Sarah Perlin is a senior in Emory College of Arts and Sciences, majoring in Sociology and minoring in Ethics while on the pre-med track. She is an Oxford Continuee, and during her time at Oxford, she served on the Honor Council, was president of the Feminism and Women’s Issues Club, was an Americorps Bonner Leader, was a Peer Assistant Leader, and sang in Oxapella. At Emory College, she is in her second year as a Volunteer Emory Staff Member, is an Honor Council Member, works at a non-profit HIV and STI clinic, and is a Community Building and Social Change Fellow. Her goal is to work as a pediatrician and practice community-based and preventative medicine in underserved areas, working to improve health outcomes for low-income and minority populations.

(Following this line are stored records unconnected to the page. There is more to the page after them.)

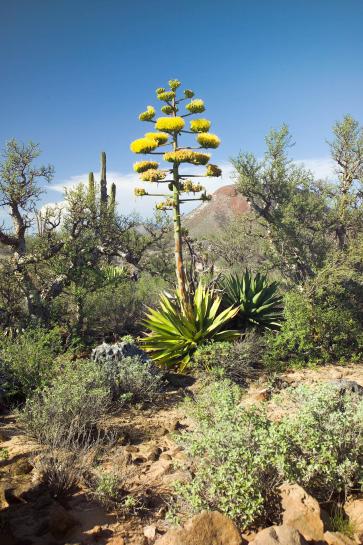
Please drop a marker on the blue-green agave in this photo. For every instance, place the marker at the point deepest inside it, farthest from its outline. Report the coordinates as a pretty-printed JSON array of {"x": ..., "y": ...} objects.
[{"x": 257, "y": 300}]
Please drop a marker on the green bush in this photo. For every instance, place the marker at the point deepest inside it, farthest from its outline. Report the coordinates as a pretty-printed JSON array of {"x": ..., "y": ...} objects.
[
  {"x": 69, "y": 409},
  {"x": 27, "y": 362},
  {"x": 132, "y": 379},
  {"x": 324, "y": 322},
  {"x": 117, "y": 310},
  {"x": 240, "y": 456},
  {"x": 238, "y": 361}
]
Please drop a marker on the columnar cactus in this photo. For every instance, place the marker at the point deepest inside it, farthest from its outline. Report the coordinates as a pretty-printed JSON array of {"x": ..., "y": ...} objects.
[
  {"x": 168, "y": 130},
  {"x": 106, "y": 202}
]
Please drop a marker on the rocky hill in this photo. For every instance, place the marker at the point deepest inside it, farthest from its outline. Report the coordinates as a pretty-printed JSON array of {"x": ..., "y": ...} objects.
[{"x": 226, "y": 203}]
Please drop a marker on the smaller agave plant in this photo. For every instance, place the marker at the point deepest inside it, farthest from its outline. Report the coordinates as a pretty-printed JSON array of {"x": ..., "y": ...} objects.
[
  {"x": 257, "y": 298},
  {"x": 174, "y": 335}
]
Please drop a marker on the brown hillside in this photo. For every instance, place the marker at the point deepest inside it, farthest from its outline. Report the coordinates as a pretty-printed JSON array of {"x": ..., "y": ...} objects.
[{"x": 226, "y": 204}]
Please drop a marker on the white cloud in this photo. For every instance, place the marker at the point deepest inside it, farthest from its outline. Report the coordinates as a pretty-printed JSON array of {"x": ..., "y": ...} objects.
[{"x": 322, "y": 167}]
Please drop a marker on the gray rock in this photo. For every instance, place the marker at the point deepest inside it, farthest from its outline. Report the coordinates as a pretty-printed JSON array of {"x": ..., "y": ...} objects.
[
  {"x": 347, "y": 386},
  {"x": 116, "y": 352}
]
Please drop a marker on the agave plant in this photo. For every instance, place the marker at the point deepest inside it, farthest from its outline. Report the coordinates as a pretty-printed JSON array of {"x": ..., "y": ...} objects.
[
  {"x": 175, "y": 335},
  {"x": 256, "y": 298}
]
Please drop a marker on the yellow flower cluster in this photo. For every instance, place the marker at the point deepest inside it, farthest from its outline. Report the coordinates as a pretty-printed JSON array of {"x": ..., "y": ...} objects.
[
  {"x": 160, "y": 137},
  {"x": 170, "y": 124},
  {"x": 139, "y": 192},
  {"x": 189, "y": 187},
  {"x": 207, "y": 140},
  {"x": 188, "y": 93},
  {"x": 187, "y": 156},
  {"x": 214, "y": 171},
  {"x": 141, "y": 166},
  {"x": 200, "y": 125},
  {"x": 167, "y": 96},
  {"x": 152, "y": 175},
  {"x": 143, "y": 145},
  {"x": 167, "y": 109},
  {"x": 174, "y": 84},
  {"x": 196, "y": 106},
  {"x": 164, "y": 205},
  {"x": 148, "y": 115},
  {"x": 205, "y": 197}
]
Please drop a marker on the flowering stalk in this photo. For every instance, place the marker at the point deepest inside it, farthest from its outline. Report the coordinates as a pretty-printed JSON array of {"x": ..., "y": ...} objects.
[{"x": 167, "y": 132}]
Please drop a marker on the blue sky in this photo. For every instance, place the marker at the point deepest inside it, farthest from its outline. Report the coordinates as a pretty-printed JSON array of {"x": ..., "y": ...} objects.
[{"x": 76, "y": 73}]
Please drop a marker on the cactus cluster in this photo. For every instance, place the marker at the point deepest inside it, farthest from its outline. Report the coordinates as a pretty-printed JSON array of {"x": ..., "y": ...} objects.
[{"x": 107, "y": 202}]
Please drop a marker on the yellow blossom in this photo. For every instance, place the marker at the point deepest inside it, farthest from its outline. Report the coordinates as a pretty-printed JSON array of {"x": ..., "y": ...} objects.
[
  {"x": 141, "y": 166},
  {"x": 174, "y": 84},
  {"x": 196, "y": 106},
  {"x": 148, "y": 115},
  {"x": 189, "y": 187},
  {"x": 167, "y": 109},
  {"x": 214, "y": 171},
  {"x": 160, "y": 137},
  {"x": 188, "y": 93},
  {"x": 207, "y": 140},
  {"x": 152, "y": 175},
  {"x": 187, "y": 156},
  {"x": 200, "y": 125},
  {"x": 167, "y": 96},
  {"x": 170, "y": 124},
  {"x": 139, "y": 192},
  {"x": 143, "y": 145},
  {"x": 165, "y": 205}
]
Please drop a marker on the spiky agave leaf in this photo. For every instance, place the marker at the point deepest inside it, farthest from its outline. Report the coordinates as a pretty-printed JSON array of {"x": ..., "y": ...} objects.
[
  {"x": 174, "y": 336},
  {"x": 259, "y": 303}
]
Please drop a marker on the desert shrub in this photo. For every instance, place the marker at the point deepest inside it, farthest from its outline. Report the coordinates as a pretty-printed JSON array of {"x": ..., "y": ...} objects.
[
  {"x": 108, "y": 488},
  {"x": 132, "y": 379},
  {"x": 241, "y": 456},
  {"x": 324, "y": 322},
  {"x": 322, "y": 437},
  {"x": 238, "y": 361},
  {"x": 117, "y": 310},
  {"x": 315, "y": 332},
  {"x": 70, "y": 408},
  {"x": 27, "y": 361}
]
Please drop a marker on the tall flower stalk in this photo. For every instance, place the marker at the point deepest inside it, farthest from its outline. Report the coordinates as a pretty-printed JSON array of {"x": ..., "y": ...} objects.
[{"x": 167, "y": 133}]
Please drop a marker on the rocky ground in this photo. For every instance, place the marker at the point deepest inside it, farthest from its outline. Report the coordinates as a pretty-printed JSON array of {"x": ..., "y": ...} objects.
[{"x": 150, "y": 462}]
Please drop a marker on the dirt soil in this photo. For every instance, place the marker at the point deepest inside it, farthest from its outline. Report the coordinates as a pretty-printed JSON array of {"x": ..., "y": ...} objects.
[{"x": 144, "y": 453}]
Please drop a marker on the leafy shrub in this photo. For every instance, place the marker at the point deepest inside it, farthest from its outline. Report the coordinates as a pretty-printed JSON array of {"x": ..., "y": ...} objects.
[
  {"x": 323, "y": 323},
  {"x": 116, "y": 310},
  {"x": 27, "y": 361},
  {"x": 132, "y": 378},
  {"x": 238, "y": 361},
  {"x": 259, "y": 304},
  {"x": 241, "y": 456},
  {"x": 70, "y": 408},
  {"x": 175, "y": 336},
  {"x": 107, "y": 488}
]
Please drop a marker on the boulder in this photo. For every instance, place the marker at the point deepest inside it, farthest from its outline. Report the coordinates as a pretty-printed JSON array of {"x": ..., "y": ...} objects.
[
  {"x": 354, "y": 511},
  {"x": 206, "y": 528},
  {"x": 336, "y": 538},
  {"x": 302, "y": 512},
  {"x": 279, "y": 535},
  {"x": 116, "y": 352},
  {"x": 347, "y": 386},
  {"x": 60, "y": 520}
]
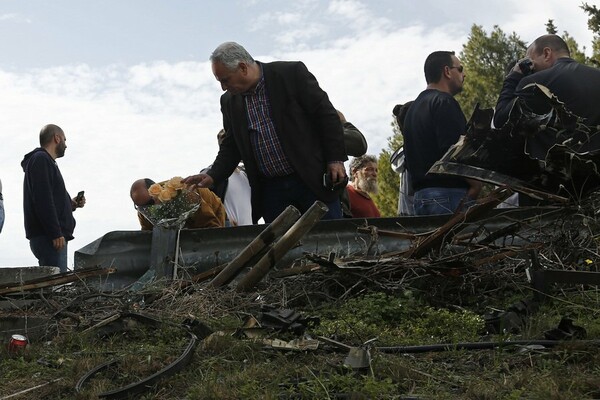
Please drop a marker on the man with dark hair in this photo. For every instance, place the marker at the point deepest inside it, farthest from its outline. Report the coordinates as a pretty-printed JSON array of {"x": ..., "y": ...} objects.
[
  {"x": 1, "y": 208},
  {"x": 48, "y": 208},
  {"x": 283, "y": 126},
  {"x": 363, "y": 171},
  {"x": 433, "y": 123},
  {"x": 550, "y": 64}
]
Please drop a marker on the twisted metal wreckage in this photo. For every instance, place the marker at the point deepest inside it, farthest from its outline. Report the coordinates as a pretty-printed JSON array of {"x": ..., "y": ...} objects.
[{"x": 543, "y": 151}]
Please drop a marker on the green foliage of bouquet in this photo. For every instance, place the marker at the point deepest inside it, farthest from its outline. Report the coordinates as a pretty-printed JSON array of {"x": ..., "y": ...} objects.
[{"x": 174, "y": 204}]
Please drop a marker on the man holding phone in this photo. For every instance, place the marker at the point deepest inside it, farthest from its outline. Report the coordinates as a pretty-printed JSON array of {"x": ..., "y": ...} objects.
[{"x": 47, "y": 206}]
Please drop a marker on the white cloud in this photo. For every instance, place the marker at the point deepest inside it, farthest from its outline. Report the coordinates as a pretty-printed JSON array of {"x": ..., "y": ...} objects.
[{"x": 14, "y": 17}]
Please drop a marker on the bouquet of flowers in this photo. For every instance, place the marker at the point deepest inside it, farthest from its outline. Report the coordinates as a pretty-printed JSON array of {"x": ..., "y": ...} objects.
[{"x": 173, "y": 204}]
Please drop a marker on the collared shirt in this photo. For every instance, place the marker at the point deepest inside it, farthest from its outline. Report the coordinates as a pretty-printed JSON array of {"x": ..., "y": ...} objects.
[{"x": 265, "y": 142}]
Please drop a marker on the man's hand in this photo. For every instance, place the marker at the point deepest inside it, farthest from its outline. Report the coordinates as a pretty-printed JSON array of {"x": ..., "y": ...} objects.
[
  {"x": 58, "y": 243},
  {"x": 200, "y": 180},
  {"x": 337, "y": 172},
  {"x": 77, "y": 203}
]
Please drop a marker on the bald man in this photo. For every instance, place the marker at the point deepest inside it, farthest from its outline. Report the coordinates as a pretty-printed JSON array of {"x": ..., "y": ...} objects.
[
  {"x": 575, "y": 84},
  {"x": 48, "y": 208}
]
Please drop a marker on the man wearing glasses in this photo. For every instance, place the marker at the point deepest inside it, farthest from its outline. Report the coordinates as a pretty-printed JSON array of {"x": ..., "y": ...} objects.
[
  {"x": 363, "y": 171},
  {"x": 433, "y": 123}
]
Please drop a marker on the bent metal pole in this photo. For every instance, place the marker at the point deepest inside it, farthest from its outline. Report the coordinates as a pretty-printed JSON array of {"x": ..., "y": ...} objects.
[
  {"x": 275, "y": 229},
  {"x": 283, "y": 245}
]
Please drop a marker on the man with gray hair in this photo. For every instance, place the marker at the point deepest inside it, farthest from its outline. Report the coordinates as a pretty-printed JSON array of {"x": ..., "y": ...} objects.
[
  {"x": 548, "y": 62},
  {"x": 363, "y": 171},
  {"x": 48, "y": 208},
  {"x": 284, "y": 128},
  {"x": 1, "y": 208}
]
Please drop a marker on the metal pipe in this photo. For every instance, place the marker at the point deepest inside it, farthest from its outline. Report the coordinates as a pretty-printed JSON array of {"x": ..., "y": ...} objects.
[
  {"x": 283, "y": 245},
  {"x": 279, "y": 226}
]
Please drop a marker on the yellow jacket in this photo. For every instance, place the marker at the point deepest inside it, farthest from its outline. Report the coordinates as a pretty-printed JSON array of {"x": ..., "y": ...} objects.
[{"x": 211, "y": 213}]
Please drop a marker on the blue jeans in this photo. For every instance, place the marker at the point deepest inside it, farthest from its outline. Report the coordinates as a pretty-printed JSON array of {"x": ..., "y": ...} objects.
[
  {"x": 1, "y": 212},
  {"x": 440, "y": 200},
  {"x": 46, "y": 254},
  {"x": 280, "y": 192}
]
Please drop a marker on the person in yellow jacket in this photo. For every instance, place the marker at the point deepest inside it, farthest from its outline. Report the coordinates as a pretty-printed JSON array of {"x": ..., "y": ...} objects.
[{"x": 210, "y": 214}]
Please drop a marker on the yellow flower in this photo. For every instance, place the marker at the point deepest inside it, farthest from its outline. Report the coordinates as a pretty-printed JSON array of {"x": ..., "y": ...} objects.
[
  {"x": 167, "y": 194},
  {"x": 175, "y": 183},
  {"x": 155, "y": 190}
]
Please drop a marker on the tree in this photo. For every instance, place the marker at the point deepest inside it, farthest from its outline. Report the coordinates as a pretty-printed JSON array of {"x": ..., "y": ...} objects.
[
  {"x": 387, "y": 179},
  {"x": 594, "y": 26},
  {"x": 550, "y": 27},
  {"x": 576, "y": 54},
  {"x": 486, "y": 60}
]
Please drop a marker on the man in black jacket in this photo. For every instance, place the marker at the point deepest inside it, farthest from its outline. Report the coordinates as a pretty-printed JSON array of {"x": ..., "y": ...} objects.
[
  {"x": 48, "y": 208},
  {"x": 285, "y": 130},
  {"x": 576, "y": 85}
]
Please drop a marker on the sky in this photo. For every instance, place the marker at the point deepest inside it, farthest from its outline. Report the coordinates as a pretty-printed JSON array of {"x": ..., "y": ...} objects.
[{"x": 130, "y": 83}]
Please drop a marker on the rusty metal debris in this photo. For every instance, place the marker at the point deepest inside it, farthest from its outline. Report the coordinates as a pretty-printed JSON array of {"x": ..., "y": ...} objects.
[
  {"x": 286, "y": 242},
  {"x": 543, "y": 151},
  {"x": 55, "y": 280},
  {"x": 142, "y": 385}
]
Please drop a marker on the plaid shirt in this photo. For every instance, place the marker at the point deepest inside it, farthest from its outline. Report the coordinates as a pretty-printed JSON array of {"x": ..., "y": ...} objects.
[{"x": 265, "y": 143}]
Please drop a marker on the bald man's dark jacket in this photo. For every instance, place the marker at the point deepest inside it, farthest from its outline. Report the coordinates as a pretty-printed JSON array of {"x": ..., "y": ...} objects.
[
  {"x": 575, "y": 84},
  {"x": 306, "y": 123}
]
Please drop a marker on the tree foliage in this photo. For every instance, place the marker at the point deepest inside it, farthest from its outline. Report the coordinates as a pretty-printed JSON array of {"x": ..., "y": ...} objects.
[
  {"x": 593, "y": 25},
  {"x": 486, "y": 58},
  {"x": 388, "y": 180}
]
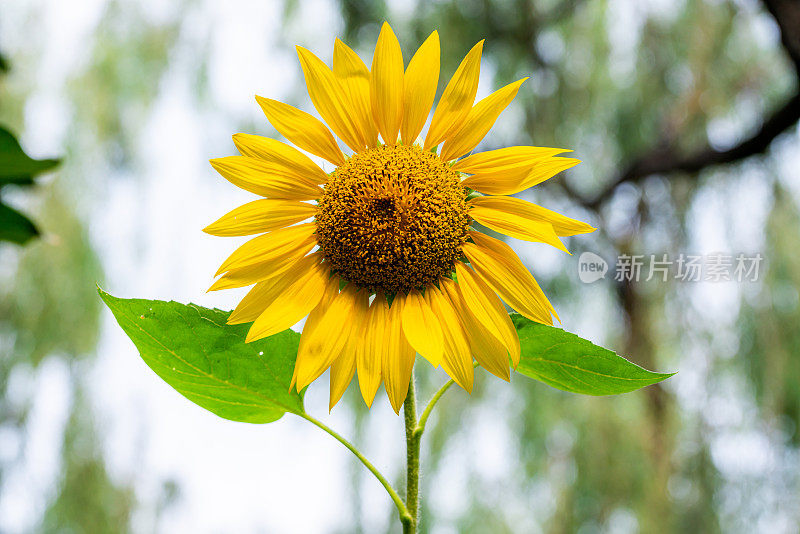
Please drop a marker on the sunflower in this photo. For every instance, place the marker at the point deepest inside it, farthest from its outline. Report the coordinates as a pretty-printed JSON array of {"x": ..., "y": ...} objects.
[{"x": 389, "y": 265}]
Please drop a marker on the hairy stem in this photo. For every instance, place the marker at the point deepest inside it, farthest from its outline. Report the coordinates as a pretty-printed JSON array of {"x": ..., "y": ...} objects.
[
  {"x": 398, "y": 502},
  {"x": 413, "y": 439}
]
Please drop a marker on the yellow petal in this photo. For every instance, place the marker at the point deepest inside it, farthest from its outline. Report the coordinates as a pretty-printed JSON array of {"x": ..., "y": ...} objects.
[
  {"x": 398, "y": 360},
  {"x": 354, "y": 77},
  {"x": 255, "y": 302},
  {"x": 487, "y": 309},
  {"x": 329, "y": 98},
  {"x": 369, "y": 360},
  {"x": 480, "y": 120},
  {"x": 563, "y": 226},
  {"x": 259, "y": 272},
  {"x": 512, "y": 156},
  {"x": 421, "y": 327},
  {"x": 516, "y": 226},
  {"x": 260, "y": 216},
  {"x": 343, "y": 369},
  {"x": 302, "y": 129},
  {"x": 386, "y": 85},
  {"x": 273, "y": 151},
  {"x": 419, "y": 88},
  {"x": 457, "y": 99},
  {"x": 489, "y": 352},
  {"x": 331, "y": 292},
  {"x": 510, "y": 180},
  {"x": 502, "y": 270},
  {"x": 457, "y": 361},
  {"x": 320, "y": 346},
  {"x": 263, "y": 294},
  {"x": 292, "y": 304},
  {"x": 265, "y": 247},
  {"x": 266, "y": 179}
]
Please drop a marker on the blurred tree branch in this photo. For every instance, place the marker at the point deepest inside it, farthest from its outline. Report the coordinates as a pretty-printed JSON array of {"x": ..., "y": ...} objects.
[{"x": 667, "y": 158}]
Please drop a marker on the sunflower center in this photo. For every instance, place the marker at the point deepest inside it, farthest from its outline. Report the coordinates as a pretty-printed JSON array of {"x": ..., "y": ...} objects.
[{"x": 392, "y": 219}]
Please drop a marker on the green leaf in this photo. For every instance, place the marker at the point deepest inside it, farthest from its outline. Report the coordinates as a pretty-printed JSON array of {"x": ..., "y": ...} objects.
[
  {"x": 16, "y": 167},
  {"x": 15, "y": 227},
  {"x": 207, "y": 361},
  {"x": 571, "y": 363}
]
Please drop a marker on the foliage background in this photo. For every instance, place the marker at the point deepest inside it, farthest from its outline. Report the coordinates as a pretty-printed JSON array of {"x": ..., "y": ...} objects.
[{"x": 136, "y": 96}]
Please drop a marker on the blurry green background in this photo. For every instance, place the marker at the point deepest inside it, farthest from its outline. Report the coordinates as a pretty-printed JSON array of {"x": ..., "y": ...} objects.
[{"x": 685, "y": 115}]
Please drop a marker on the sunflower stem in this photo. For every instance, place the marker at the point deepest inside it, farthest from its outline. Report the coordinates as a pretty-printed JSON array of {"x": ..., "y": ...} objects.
[
  {"x": 405, "y": 517},
  {"x": 423, "y": 420},
  {"x": 413, "y": 439}
]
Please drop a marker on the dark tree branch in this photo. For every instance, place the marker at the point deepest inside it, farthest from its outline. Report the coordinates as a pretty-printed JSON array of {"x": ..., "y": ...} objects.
[{"x": 669, "y": 159}]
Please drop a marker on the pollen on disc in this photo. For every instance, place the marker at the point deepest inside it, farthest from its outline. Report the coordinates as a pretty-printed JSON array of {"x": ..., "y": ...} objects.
[{"x": 393, "y": 218}]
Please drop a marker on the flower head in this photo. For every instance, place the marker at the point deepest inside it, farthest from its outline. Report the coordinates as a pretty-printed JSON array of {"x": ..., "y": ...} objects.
[{"x": 390, "y": 266}]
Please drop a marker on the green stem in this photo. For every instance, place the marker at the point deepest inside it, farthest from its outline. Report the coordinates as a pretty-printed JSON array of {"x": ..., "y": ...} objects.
[
  {"x": 423, "y": 420},
  {"x": 412, "y": 459},
  {"x": 405, "y": 517}
]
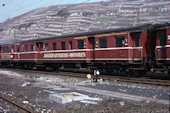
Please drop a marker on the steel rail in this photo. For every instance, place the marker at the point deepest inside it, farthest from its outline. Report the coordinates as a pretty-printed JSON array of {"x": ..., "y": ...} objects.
[{"x": 28, "y": 110}]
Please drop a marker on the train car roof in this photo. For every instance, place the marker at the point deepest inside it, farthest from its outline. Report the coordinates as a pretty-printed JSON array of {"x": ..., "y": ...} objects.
[
  {"x": 91, "y": 34},
  {"x": 139, "y": 28}
]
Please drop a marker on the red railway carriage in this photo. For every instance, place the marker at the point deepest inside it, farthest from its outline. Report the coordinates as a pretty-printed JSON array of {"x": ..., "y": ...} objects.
[
  {"x": 137, "y": 48},
  {"x": 160, "y": 47}
]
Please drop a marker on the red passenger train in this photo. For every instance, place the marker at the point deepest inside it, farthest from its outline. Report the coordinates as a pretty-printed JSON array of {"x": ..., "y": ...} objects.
[{"x": 143, "y": 48}]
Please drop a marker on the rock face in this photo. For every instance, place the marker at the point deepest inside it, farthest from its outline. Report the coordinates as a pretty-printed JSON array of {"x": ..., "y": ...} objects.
[{"x": 69, "y": 19}]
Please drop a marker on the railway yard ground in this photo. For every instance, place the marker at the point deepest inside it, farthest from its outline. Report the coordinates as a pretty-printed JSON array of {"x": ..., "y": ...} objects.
[{"x": 54, "y": 93}]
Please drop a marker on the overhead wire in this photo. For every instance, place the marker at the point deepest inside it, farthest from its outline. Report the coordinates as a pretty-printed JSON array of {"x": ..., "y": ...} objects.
[{"x": 23, "y": 9}]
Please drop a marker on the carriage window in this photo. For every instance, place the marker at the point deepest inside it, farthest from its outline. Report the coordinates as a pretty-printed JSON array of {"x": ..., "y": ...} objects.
[
  {"x": 54, "y": 46},
  {"x": 46, "y": 46},
  {"x": 102, "y": 42},
  {"x": 63, "y": 46},
  {"x": 18, "y": 49},
  {"x": 119, "y": 41},
  {"x": 32, "y": 47},
  {"x": 26, "y": 48},
  {"x": 162, "y": 36},
  {"x": 7, "y": 49},
  {"x": 70, "y": 45},
  {"x": 80, "y": 44}
]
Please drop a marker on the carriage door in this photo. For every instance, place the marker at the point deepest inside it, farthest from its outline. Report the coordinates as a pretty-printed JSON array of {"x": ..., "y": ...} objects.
[
  {"x": 160, "y": 49},
  {"x": 92, "y": 48},
  {"x": 39, "y": 46},
  {"x": 136, "y": 50}
]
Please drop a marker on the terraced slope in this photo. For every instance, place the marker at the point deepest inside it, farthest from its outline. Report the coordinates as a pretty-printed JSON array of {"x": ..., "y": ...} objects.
[{"x": 68, "y": 19}]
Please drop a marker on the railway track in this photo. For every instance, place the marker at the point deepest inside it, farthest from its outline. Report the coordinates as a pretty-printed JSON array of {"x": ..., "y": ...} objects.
[
  {"x": 19, "y": 107},
  {"x": 129, "y": 79}
]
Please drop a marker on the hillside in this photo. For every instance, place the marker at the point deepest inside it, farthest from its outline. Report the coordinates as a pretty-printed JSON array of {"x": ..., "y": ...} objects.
[{"x": 68, "y": 19}]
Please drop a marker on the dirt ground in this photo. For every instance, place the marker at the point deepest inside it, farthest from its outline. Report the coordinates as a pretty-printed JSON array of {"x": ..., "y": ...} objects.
[{"x": 32, "y": 93}]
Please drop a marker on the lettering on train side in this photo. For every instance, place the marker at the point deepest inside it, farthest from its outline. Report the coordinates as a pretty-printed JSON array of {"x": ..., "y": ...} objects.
[{"x": 64, "y": 55}]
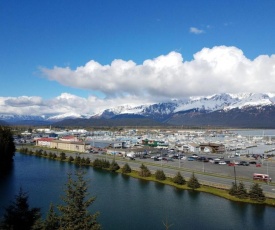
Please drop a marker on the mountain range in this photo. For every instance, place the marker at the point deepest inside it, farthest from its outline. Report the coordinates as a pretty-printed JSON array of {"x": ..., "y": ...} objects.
[{"x": 246, "y": 110}]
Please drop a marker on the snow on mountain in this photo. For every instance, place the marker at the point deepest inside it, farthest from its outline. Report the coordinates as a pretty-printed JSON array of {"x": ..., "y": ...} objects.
[
  {"x": 257, "y": 99},
  {"x": 68, "y": 115},
  {"x": 213, "y": 103},
  {"x": 15, "y": 117},
  {"x": 162, "y": 111}
]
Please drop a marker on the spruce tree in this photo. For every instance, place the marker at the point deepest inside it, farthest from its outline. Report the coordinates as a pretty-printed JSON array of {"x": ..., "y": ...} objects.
[
  {"x": 160, "y": 175},
  {"x": 62, "y": 156},
  {"x": 256, "y": 193},
  {"x": 7, "y": 146},
  {"x": 114, "y": 166},
  {"x": 126, "y": 168},
  {"x": 87, "y": 161},
  {"x": 193, "y": 182},
  {"x": 178, "y": 179},
  {"x": 233, "y": 189},
  {"x": 144, "y": 171},
  {"x": 19, "y": 216},
  {"x": 52, "y": 220},
  {"x": 74, "y": 213},
  {"x": 70, "y": 159},
  {"x": 241, "y": 191}
]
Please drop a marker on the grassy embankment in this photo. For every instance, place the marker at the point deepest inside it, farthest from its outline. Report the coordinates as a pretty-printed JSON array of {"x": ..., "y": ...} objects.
[{"x": 220, "y": 192}]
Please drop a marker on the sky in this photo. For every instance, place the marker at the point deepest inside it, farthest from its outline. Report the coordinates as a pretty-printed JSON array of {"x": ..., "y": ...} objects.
[{"x": 67, "y": 56}]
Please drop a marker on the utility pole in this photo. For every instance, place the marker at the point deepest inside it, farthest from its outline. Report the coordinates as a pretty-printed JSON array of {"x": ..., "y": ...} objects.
[{"x": 235, "y": 175}]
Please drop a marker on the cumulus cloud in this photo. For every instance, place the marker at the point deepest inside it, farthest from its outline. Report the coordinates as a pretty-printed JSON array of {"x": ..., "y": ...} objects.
[
  {"x": 216, "y": 70},
  {"x": 65, "y": 103},
  {"x": 195, "y": 30}
]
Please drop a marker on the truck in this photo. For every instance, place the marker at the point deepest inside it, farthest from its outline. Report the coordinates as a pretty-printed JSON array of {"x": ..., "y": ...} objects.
[{"x": 261, "y": 177}]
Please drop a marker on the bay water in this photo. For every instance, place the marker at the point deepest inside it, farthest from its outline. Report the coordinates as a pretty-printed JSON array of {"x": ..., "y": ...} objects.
[{"x": 128, "y": 203}]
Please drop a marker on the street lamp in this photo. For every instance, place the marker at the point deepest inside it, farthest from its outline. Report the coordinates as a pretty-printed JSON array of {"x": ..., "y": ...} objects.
[{"x": 235, "y": 175}]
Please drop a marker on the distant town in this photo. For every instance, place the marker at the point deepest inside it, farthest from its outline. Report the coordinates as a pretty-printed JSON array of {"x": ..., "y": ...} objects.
[{"x": 133, "y": 142}]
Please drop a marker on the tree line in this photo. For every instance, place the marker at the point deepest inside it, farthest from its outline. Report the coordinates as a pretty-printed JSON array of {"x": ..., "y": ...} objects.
[{"x": 72, "y": 214}]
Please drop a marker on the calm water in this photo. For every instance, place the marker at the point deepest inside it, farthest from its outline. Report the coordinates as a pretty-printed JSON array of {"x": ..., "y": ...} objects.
[{"x": 127, "y": 203}]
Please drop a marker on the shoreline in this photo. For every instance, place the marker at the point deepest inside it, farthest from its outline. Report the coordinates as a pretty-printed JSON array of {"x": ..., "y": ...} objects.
[{"x": 220, "y": 192}]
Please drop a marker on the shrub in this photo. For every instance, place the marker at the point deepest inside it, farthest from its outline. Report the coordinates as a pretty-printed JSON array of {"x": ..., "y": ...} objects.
[
  {"x": 178, "y": 179},
  {"x": 62, "y": 156},
  {"x": 114, "y": 166},
  {"x": 160, "y": 175},
  {"x": 144, "y": 171},
  {"x": 256, "y": 193},
  {"x": 126, "y": 168},
  {"x": 70, "y": 159},
  {"x": 193, "y": 182}
]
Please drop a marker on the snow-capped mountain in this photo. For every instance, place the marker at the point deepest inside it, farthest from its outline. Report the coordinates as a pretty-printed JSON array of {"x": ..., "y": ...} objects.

Kamin Bouguyon is a junior in Emory College of Arts and Sciences, majoring in Neuroscience and Behavioral Biology. He has served as the Leadership Chair of Outdoor Emory Organization for the past two years and currently serves as Treasurer of the organization. He is an Eagle Scout and is passionate about Environmental Justice; he has also volunteered with Planned Parenthood in their Teenage Communication Theater to teach teens about life skills and challenges. He is also currently the Shabbat Cooking Committee Chair for Hillel and plays on the Men’s Ultimate Frisbee Team. His goal is to do research and teach neuroscience, to understand and contribute to the knowledge in this field and use his research to help others.